From the 2018 HVPAA National Conference

Paul Yi (Johns Hopkins Department of Radiology), Sean Golden (University of Wisconsin School of Medicine and Public Health), John Harringa (University of Wisconsin School of Medicine and Public Health), Mark Kliewer (University of Wisconsin School of Medicine and Public Health)

Background

Although  traditionally written for referring clinical providers, radiology reports are increasingly being read by patients via online patient health record “portals.” This trend has raised concerns about patients’ ability to comprehend these complex medical documents.

Objectives

The purpose of this study was thus to assess the readability of abdominal MRI reports.

Methods

We reviewed 90 consecutive abdominal MRI reports from a single academic center (10 reports dictated by 10 fellowship-trained abdominal imaging radiologists).
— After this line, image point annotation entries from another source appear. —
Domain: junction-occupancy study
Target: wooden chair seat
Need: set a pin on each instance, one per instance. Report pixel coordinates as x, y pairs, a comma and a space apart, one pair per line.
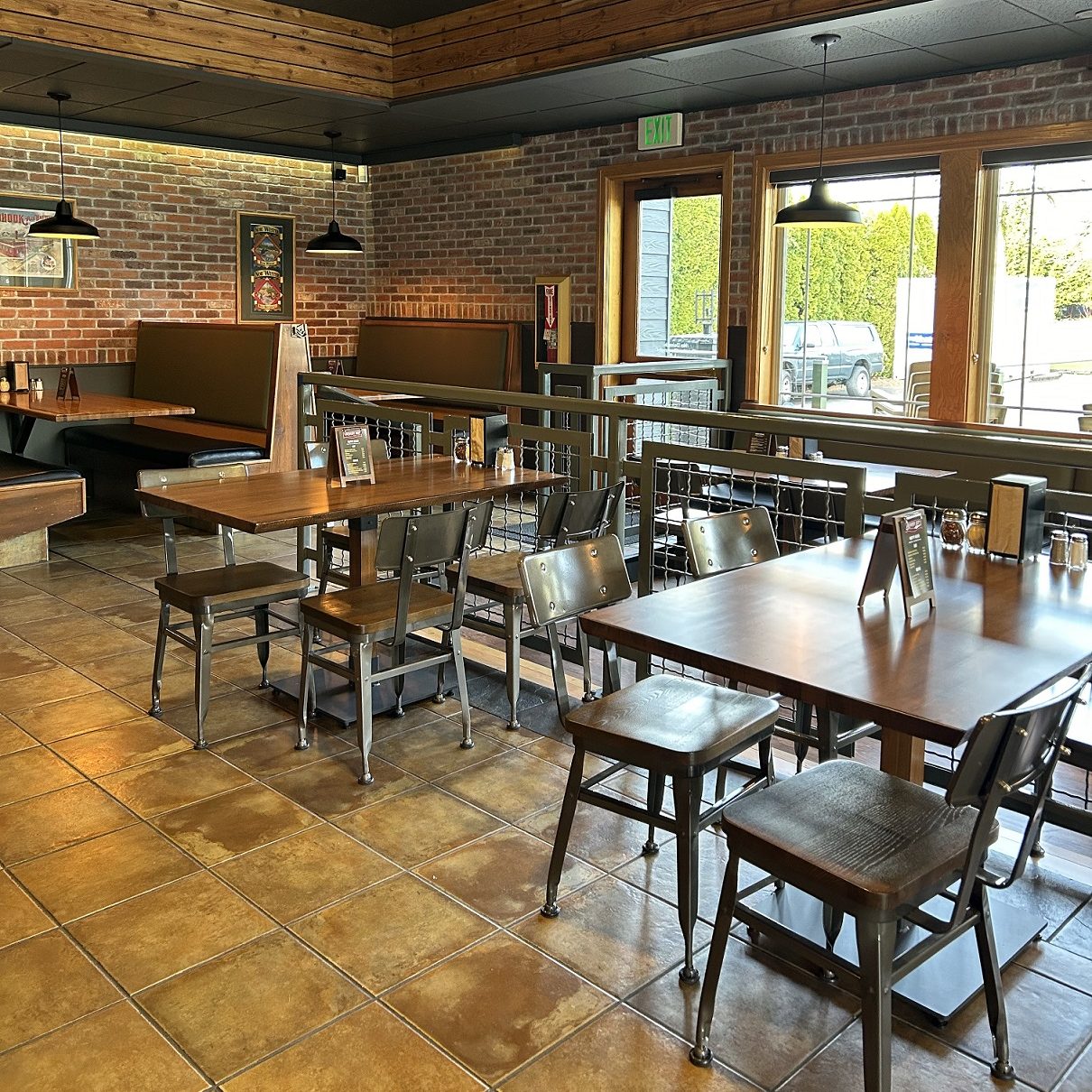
237, 586
372, 609
852, 836
706, 726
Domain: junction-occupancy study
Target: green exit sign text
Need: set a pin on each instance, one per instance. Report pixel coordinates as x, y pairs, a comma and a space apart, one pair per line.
661, 130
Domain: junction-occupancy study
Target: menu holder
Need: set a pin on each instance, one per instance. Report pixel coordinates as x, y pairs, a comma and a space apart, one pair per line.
902, 544
349, 458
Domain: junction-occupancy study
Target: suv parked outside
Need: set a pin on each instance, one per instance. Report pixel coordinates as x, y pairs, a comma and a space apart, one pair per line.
853, 349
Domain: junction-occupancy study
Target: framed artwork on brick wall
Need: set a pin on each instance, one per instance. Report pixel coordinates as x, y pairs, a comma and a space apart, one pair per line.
265, 268
25, 263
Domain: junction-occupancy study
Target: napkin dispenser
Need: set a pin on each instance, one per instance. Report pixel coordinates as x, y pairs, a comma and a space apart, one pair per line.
1017, 513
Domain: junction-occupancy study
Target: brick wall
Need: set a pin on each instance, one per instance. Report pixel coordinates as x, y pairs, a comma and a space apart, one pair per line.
167, 249
464, 237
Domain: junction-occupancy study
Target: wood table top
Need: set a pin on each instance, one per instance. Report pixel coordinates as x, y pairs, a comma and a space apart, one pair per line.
300, 498
1000, 630
88, 406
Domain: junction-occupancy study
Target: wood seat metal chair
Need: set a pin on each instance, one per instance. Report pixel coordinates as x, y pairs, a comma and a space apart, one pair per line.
876, 847
227, 593
729, 541
671, 726
495, 578
389, 612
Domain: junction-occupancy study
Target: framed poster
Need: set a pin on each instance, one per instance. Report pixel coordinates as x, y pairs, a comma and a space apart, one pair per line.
25, 263
265, 268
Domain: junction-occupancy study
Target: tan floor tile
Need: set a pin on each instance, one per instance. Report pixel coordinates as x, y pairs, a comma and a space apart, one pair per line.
14, 738
44, 823
432, 749
57, 719
419, 826
234, 822
399, 1060
614, 935
112, 1050
504, 876
51, 685
511, 785
243, 1006
457, 1004
301, 874
270, 752
104, 870
120, 746
32, 773
19, 915
229, 716
47, 983
172, 782
623, 1050
162, 931
330, 788
391, 930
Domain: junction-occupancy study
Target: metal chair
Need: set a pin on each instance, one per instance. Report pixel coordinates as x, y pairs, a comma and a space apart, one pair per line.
728, 541
878, 847
227, 593
388, 613
671, 726
566, 516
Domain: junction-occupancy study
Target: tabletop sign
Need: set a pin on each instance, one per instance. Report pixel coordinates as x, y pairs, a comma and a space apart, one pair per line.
902, 544
349, 458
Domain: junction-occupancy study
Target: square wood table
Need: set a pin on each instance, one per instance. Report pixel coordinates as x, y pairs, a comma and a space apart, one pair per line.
26, 407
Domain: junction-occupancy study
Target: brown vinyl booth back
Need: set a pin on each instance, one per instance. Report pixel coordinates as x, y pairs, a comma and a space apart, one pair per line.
224, 370
421, 351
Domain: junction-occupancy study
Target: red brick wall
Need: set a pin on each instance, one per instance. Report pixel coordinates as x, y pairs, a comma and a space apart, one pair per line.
167, 247
466, 237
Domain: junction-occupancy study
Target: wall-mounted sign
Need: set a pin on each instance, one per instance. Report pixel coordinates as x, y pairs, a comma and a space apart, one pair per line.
660, 130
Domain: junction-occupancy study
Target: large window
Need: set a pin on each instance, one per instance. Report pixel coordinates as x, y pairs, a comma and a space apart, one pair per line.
1036, 329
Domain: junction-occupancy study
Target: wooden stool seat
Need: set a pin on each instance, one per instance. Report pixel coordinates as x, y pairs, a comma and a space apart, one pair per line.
703, 726
372, 609
237, 586
853, 836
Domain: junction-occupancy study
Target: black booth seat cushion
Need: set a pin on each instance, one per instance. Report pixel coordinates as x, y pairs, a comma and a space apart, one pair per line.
154, 447
16, 469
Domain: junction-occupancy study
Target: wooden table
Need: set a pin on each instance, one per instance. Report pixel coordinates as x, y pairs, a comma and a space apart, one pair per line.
27, 407
1000, 631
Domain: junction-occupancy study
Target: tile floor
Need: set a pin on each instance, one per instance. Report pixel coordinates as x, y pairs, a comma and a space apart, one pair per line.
250, 919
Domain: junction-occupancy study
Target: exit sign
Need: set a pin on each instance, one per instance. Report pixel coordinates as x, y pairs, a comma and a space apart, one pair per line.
661, 130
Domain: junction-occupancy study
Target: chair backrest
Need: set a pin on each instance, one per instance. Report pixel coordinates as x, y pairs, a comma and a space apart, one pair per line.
729, 541
570, 580
568, 516
153, 479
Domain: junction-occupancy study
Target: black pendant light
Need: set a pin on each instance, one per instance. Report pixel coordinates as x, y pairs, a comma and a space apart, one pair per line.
62, 224
819, 208
332, 242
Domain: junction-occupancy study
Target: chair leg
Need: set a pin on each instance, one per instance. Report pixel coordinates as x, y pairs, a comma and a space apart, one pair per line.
875, 955
306, 686
563, 830
363, 653
514, 618
687, 793
161, 652
700, 1054
464, 698
263, 629
655, 806
202, 671
992, 979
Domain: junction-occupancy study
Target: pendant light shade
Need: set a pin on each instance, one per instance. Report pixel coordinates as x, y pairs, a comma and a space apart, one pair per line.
62, 224
333, 242
819, 208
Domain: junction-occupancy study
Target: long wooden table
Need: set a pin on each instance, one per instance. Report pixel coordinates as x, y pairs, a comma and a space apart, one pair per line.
27, 407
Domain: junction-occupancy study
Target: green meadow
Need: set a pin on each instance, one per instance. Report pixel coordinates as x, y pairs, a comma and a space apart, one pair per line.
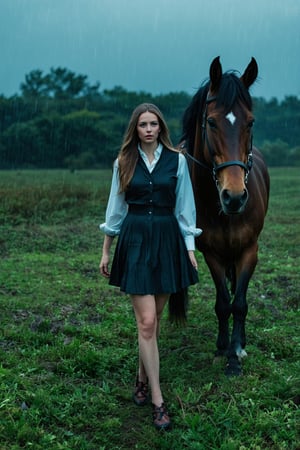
68, 347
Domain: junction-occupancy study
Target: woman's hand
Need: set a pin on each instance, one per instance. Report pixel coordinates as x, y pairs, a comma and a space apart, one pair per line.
193, 259
103, 266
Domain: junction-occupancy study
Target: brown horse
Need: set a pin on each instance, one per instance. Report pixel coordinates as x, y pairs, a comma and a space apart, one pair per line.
231, 188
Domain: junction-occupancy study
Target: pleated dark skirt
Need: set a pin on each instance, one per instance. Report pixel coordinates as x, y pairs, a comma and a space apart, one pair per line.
151, 256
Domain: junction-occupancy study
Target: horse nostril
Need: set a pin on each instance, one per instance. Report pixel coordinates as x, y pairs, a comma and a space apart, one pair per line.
225, 197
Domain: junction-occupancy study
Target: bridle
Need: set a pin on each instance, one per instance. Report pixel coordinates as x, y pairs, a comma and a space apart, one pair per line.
216, 167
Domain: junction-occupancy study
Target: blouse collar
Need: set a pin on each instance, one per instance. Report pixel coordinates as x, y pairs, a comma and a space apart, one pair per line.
157, 152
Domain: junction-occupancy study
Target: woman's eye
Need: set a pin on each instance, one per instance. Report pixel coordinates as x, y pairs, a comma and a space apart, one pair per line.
211, 122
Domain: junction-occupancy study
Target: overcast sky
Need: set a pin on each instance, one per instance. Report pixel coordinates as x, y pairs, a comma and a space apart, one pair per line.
157, 46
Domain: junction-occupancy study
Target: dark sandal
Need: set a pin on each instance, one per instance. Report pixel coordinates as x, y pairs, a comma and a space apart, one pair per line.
161, 419
140, 394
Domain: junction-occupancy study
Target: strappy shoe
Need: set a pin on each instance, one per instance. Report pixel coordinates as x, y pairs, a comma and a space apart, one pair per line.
141, 391
161, 419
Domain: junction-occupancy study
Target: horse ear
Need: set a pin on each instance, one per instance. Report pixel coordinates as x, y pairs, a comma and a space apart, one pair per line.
215, 74
250, 74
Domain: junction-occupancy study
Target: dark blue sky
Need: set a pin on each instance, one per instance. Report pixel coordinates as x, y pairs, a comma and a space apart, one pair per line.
157, 46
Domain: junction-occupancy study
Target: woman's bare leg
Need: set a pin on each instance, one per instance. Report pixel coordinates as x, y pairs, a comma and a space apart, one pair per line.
148, 310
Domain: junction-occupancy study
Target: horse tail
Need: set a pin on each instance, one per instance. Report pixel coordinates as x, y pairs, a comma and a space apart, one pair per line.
178, 306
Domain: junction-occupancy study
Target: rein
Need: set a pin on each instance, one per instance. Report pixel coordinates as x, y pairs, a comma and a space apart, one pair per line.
216, 167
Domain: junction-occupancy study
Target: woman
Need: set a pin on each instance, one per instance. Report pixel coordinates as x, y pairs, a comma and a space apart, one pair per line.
151, 208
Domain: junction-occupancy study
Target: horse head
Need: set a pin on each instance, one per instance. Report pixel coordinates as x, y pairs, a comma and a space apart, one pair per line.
227, 122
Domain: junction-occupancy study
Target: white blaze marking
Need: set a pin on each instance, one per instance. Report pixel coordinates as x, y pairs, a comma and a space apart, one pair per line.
231, 117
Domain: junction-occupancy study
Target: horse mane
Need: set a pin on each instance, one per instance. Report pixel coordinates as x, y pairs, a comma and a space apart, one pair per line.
230, 90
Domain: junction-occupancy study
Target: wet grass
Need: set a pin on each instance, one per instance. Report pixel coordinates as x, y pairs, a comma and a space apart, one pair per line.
68, 341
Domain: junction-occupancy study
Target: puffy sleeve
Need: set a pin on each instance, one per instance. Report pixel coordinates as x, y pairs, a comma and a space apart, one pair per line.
116, 207
185, 210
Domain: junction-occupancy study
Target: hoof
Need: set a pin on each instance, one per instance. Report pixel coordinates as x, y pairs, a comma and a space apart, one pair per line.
233, 368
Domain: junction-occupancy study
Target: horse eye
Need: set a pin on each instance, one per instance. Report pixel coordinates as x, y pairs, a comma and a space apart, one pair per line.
211, 122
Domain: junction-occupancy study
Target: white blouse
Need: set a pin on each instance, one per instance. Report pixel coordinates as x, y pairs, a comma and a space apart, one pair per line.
185, 210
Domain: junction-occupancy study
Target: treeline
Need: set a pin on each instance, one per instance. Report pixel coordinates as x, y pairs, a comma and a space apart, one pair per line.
60, 120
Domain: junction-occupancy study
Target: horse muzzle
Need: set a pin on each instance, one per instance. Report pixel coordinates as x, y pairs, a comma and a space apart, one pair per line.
233, 202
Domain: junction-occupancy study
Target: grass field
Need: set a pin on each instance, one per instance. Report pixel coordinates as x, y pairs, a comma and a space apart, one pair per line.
68, 351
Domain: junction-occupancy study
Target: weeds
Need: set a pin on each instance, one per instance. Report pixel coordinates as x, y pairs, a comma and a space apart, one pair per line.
68, 341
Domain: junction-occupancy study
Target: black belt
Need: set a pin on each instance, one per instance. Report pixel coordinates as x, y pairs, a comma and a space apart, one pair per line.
149, 210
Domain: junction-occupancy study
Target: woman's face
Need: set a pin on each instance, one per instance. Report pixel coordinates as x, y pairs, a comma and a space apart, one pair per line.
148, 128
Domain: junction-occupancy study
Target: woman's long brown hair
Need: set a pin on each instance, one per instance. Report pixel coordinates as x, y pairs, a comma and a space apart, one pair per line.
129, 154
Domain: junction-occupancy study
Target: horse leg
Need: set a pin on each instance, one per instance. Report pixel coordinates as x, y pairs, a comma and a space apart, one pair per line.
223, 311
239, 307
222, 305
We assessed each article for readability using 5 quantitative readability scales: the Flesch-Kincaid (FK) grade level, Flesch Reading Ease, Gunning-Fog Index, Coleman-Liau Index, and the Simple Measure of Gobbledygook (SMOG). The number of reports with readability ≤ the 8th grade level (average reading ability of US adults) and the 6th grade level (NIH-recommended level for patient education materials) were determined.

Results

The mean readability grade level of the MRI reports was greater than the 11th grade reading level for all readability scales. No reports were written ≤ 8th or 6th grade levels.

Conclusion

Abdominal MRI reports are written at a level too high for the average patient to adequately understand. Although radiology reports traditionally written for referring clinical providers, consideration should be made to the patients who may likely read these reports during the current practice of accessing online health record portals.

Implications for the Patient

Radiology reports are written at readability levels too high for the average patient, which may lead to poor health literacy levels. As poor health literacy is linked to worse clinical outcomes and increased healthcare expenditures, this represents an area to improve patient communication and increase value of radiology reports.